The Quiet American takes place in Vietnam in the early 1950s, not long before the French gave up their colonial dominion. America was warming up to take the baton. However, attention was still being paid primarily to Korea. From my own under-aged perspective, it doesn’t seem that Vietnam was a large worry at this point. The book appears to have been written in retrospect, a decade or two later than 1955, already knowing what was going to happen in Vietnam. As it was written in 1955, however, The Quiet American is incredibly prescient and equally devestating.
The narrator is Thomas Fowler, an older-than-middle-aged British reporter who has been in Vietnam covering the conflict between the French and the Soviet-supported Viet Minh for some years. Thomas has found a degree of contentment in cynicism and neutrality. His ability to avoid any passionate mixup in the battle is strengthened by the fact that he has a beautiful mistress named Phuong who packs his pipe with opium every night before surrendering her body to him. He would like to marry Phuong to secure her presence, but back home in England he has a wife who is staunchly Catholic. However, for the time being, his relationship with Phuong provides him with all of the satisfaction he cares for anymore, so he can distance himself — somewhat — from other conflicts.
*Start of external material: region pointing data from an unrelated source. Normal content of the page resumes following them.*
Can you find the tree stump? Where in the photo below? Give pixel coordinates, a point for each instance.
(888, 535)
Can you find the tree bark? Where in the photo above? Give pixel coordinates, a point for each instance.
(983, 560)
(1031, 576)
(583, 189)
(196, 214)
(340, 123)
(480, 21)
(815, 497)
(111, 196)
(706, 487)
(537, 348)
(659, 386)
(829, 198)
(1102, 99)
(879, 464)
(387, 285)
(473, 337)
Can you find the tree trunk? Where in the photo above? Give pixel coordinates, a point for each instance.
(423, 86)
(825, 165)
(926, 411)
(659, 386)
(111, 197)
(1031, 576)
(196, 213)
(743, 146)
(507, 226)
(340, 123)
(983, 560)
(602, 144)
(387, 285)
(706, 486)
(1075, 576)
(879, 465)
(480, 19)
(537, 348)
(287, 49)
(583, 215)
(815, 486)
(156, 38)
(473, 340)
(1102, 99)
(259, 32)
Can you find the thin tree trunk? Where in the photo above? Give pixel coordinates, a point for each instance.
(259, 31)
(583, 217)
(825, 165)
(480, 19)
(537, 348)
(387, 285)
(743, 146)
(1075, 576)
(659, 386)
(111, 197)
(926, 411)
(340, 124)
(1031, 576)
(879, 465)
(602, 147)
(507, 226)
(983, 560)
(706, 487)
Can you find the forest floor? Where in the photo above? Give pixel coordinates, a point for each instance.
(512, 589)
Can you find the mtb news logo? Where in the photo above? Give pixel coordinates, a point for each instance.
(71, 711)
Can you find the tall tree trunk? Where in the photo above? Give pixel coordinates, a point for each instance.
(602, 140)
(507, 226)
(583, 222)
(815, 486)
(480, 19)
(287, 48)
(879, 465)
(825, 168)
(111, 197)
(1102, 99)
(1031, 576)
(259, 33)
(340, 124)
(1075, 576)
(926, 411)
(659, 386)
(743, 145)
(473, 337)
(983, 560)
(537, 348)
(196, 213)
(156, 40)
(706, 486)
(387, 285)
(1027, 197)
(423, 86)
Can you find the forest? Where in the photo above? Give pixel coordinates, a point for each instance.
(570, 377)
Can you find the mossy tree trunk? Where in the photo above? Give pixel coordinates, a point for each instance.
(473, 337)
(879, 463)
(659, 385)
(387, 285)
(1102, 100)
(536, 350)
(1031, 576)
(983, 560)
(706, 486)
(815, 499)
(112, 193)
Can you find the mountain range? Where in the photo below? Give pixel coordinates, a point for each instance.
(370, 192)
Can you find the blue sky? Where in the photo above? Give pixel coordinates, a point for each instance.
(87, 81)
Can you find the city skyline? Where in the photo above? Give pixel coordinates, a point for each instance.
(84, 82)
Enter the quiet American, Alden Pyle (whom Thomas cannot call by his first name, liking the associations of Pyle too much). Pyle is that unfortunate combination of idealism and ignorance and Congressional support. He has a plan for Vietnam: defeat the Viet Minh by supporting insurgent groups (easy enough), install a leader from the insurgent group, and establish a democracy meant to quash the growth of Communism. That is eerily prescient for how things would be ten years — oh, and (astonishing) even fifty years — later.
Pyle was very earnest and I had suffered from his lectures on the Far East, which he had known for as many months as I had years. Democracy was another subject of his — he had pronounced and aggravating views on what the United States was doing for the world.
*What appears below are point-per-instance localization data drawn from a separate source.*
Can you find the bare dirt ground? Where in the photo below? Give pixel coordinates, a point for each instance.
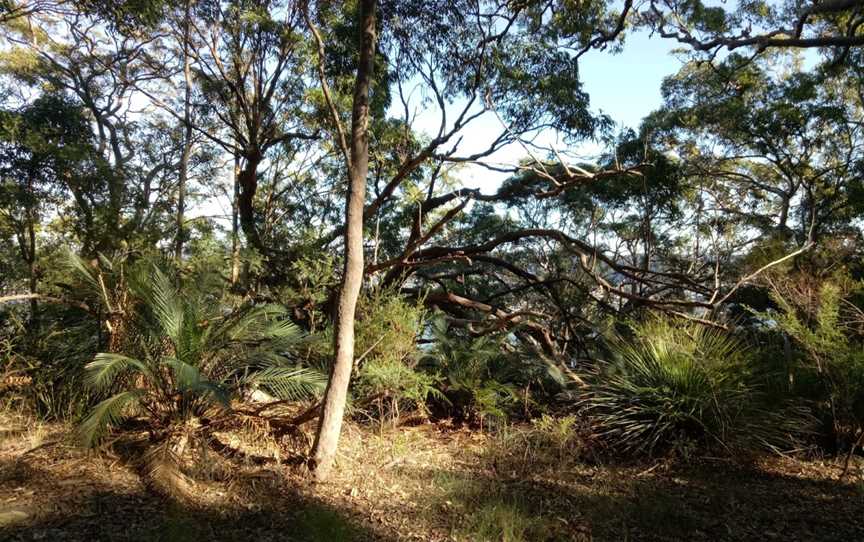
(418, 483)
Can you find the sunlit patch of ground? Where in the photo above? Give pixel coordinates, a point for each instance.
(417, 483)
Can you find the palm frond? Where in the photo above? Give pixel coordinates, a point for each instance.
(163, 299)
(106, 367)
(293, 383)
(108, 413)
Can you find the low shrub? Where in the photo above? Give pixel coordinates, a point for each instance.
(547, 443)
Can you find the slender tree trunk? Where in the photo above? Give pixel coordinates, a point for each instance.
(235, 224)
(31, 266)
(247, 180)
(327, 438)
(187, 139)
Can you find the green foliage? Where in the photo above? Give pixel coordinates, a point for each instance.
(189, 358)
(684, 386)
(477, 377)
(393, 387)
(824, 321)
(547, 443)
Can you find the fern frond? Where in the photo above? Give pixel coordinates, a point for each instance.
(107, 414)
(289, 382)
(106, 367)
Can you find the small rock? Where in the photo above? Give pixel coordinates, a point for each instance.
(11, 517)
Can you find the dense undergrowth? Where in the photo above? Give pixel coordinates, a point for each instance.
(182, 356)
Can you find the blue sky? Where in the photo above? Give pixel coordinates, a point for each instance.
(624, 85)
(627, 85)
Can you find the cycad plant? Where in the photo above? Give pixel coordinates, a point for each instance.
(677, 385)
(476, 375)
(188, 360)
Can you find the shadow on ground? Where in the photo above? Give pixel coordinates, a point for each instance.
(88, 512)
(705, 503)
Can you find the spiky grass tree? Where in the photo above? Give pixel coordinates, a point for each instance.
(188, 360)
(676, 384)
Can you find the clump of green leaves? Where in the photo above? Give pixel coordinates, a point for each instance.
(684, 386)
(191, 359)
(825, 322)
(477, 376)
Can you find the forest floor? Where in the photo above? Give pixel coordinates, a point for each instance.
(419, 483)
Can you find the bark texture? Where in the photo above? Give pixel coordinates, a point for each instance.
(327, 438)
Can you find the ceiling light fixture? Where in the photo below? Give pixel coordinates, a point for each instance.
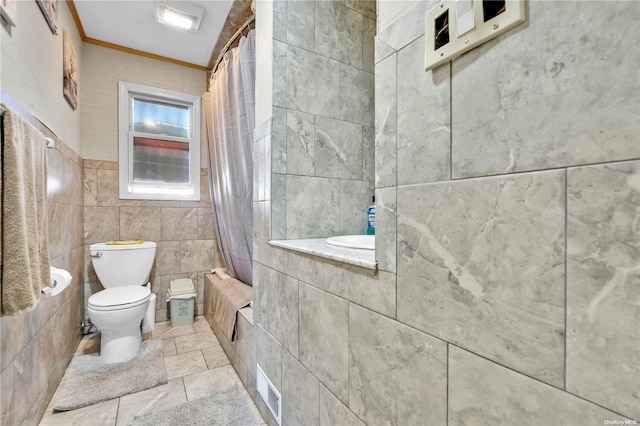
(187, 17)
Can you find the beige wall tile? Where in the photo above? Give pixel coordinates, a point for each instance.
(101, 224)
(108, 190)
(140, 222)
(206, 225)
(199, 255)
(168, 257)
(179, 224)
(90, 185)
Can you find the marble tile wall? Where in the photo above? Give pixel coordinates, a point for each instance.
(507, 191)
(38, 345)
(323, 139)
(184, 232)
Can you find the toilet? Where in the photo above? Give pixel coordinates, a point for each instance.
(118, 310)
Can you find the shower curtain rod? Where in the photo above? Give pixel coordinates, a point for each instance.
(233, 38)
(51, 143)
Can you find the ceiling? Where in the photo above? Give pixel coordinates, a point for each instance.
(132, 24)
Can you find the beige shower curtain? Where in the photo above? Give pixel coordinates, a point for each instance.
(229, 107)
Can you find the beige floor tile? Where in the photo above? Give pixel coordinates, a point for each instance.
(215, 357)
(201, 324)
(100, 414)
(192, 342)
(184, 364)
(206, 383)
(157, 398)
(169, 346)
(165, 331)
(89, 344)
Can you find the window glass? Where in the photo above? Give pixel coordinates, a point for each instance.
(159, 147)
(160, 118)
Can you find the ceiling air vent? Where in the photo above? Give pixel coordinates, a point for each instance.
(269, 394)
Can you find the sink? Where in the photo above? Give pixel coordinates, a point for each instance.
(366, 242)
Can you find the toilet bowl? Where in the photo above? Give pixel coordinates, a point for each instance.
(118, 313)
(118, 310)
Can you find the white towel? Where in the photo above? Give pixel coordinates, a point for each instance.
(25, 252)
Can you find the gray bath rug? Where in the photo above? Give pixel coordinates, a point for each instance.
(88, 381)
(228, 408)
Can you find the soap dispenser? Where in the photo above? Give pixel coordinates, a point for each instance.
(371, 212)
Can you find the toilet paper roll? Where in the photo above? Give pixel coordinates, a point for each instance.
(60, 279)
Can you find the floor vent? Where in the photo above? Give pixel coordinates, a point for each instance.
(269, 394)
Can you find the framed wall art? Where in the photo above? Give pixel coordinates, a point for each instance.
(69, 71)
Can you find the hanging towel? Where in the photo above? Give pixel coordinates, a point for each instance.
(227, 297)
(25, 252)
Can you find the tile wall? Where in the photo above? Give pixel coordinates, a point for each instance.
(38, 345)
(323, 138)
(507, 192)
(184, 231)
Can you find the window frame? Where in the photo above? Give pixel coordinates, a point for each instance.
(130, 190)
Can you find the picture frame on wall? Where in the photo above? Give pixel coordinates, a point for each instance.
(69, 71)
(8, 11)
(49, 9)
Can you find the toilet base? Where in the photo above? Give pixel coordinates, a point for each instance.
(120, 345)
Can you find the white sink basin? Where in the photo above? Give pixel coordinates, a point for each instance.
(366, 242)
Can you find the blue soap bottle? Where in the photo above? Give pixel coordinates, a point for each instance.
(371, 213)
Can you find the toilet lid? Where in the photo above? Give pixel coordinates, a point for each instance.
(119, 297)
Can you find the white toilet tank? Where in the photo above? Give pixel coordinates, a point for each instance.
(123, 265)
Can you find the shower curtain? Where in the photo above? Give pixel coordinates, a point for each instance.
(229, 107)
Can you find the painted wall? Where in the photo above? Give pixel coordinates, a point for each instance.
(322, 129)
(184, 231)
(35, 80)
(103, 68)
(37, 346)
(507, 197)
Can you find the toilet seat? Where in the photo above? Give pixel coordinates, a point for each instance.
(117, 298)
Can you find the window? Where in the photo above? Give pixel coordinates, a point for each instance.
(159, 144)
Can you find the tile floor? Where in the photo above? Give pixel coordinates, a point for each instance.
(196, 367)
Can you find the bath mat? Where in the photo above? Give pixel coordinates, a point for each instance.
(228, 408)
(88, 381)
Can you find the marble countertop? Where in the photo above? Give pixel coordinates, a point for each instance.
(319, 247)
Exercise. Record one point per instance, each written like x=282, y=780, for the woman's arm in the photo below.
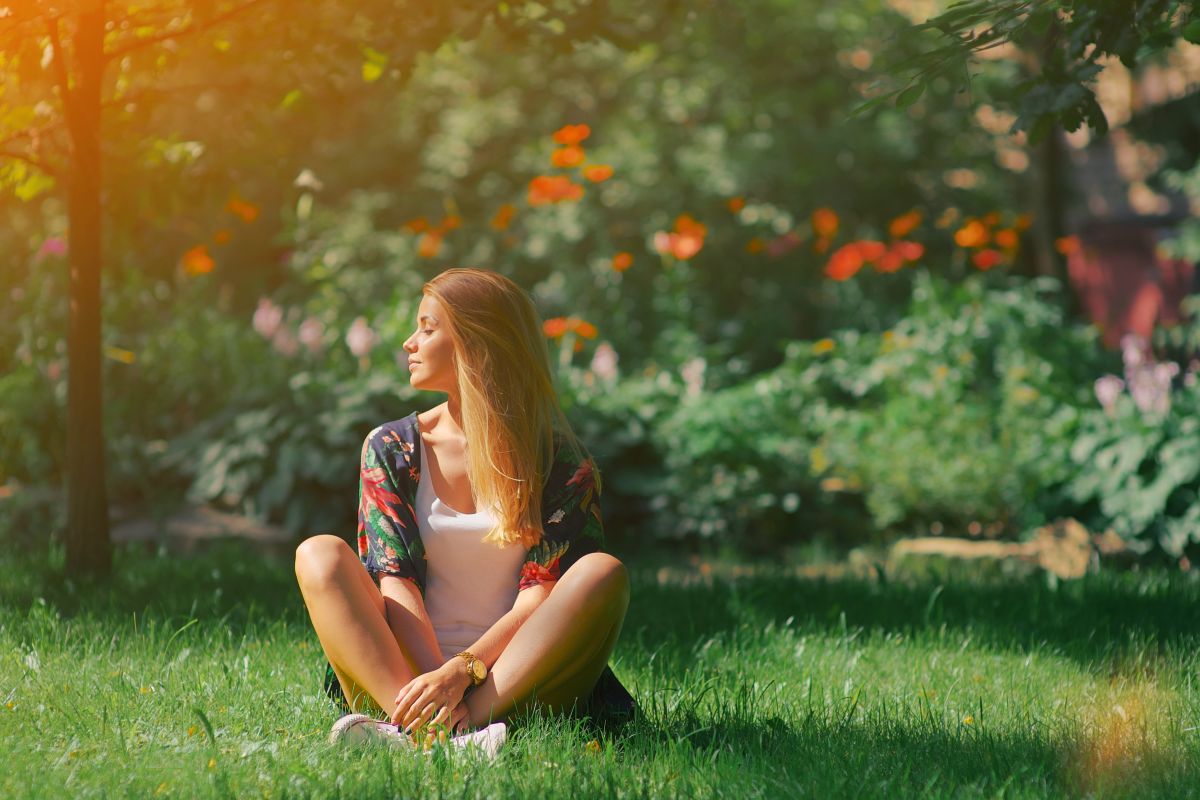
x=411, y=624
Fowler doesn’t want to pick a side in the conflict, but Pyle honor-bound one day comes to tell Fowler that he has fallen in love with Phuong and will begin to pursue her hand (she and Fowler aren’t married, after all). It’s not just that he has fallen in love with Phuong; he has fallen in love with saving her, thinking he’s protecting her interests. Vietnam, apparently, wasn’t a good place for a virtuous woman to transition into adulthood. Fowler and Pyle have several conversations about Phuong, some amusing, all interesting (showing that the book has more to it than political intrigue — Greene’s got excellent control, style, and timing):
Suddenly I couldn’t bear his boyishness any more. I said, “I don’t care for her interests. You can have her interests. I only want her body. I want her in bed with me. I’d rather ruin her and sleep with her than, than . . . look after her damned interests.”
He said, “Oh,” in a weak voice, in the dark.
I went on, “If it’s only her interests you care about, for God’s sake leave Phuong alone. Like any other woman she’d rather have a good . . .” The clash of a mortar saved Boston ears from the Anglo-Saxon word.
A lot younger, a lot wealthier, with no wifely baggage at home, Fowler knows Pyle has a strong chance of winning Phuong from him. After all, Fowler doesn’t delude himself into thinking Phuong loves him any more than he can provide for her needs, which he increasingly can’t.
Fowler’s weery, self-reflective tone smoothly goes from his relationship with Pyle to the ugliness of the war. Greene surprised me here. The Tenth Man was ironic, but sometimes the tone was a bit melodramatic and sentimental, particularly at the resolution. I had, with no real basis, pegged Greene as a bit of a melodramatic author. Not here. His depictions of the war and the dead are properly disturbing.
Thankfully, Greene doesn’t lapse into simple, didactic moralism to attempt to resolve this conflict or any other conflict that is going on, despite the clearly allegorical tale. On the contrary, Greene recognizes the inherent complexity and irrationality in each conflict he describes, on a global, local, and personal level. After finishing the book I watched the trailer for Phillip Noyce’s 2002 film adaptation and slapped my head and spit in spite when in just a few of the sound bites the characters reduced the layers of meaning in Fowler’s and Pyle’s relationship with Phuong and with Vietnam down to just a few simple quote. Greene, thankfully, doesn’t go so far as that, leaving the story to work a wonderful, but not a simply reducible, analogy for the involvement of Europe and America in Indo-China during this period. It made me reflect — quietly.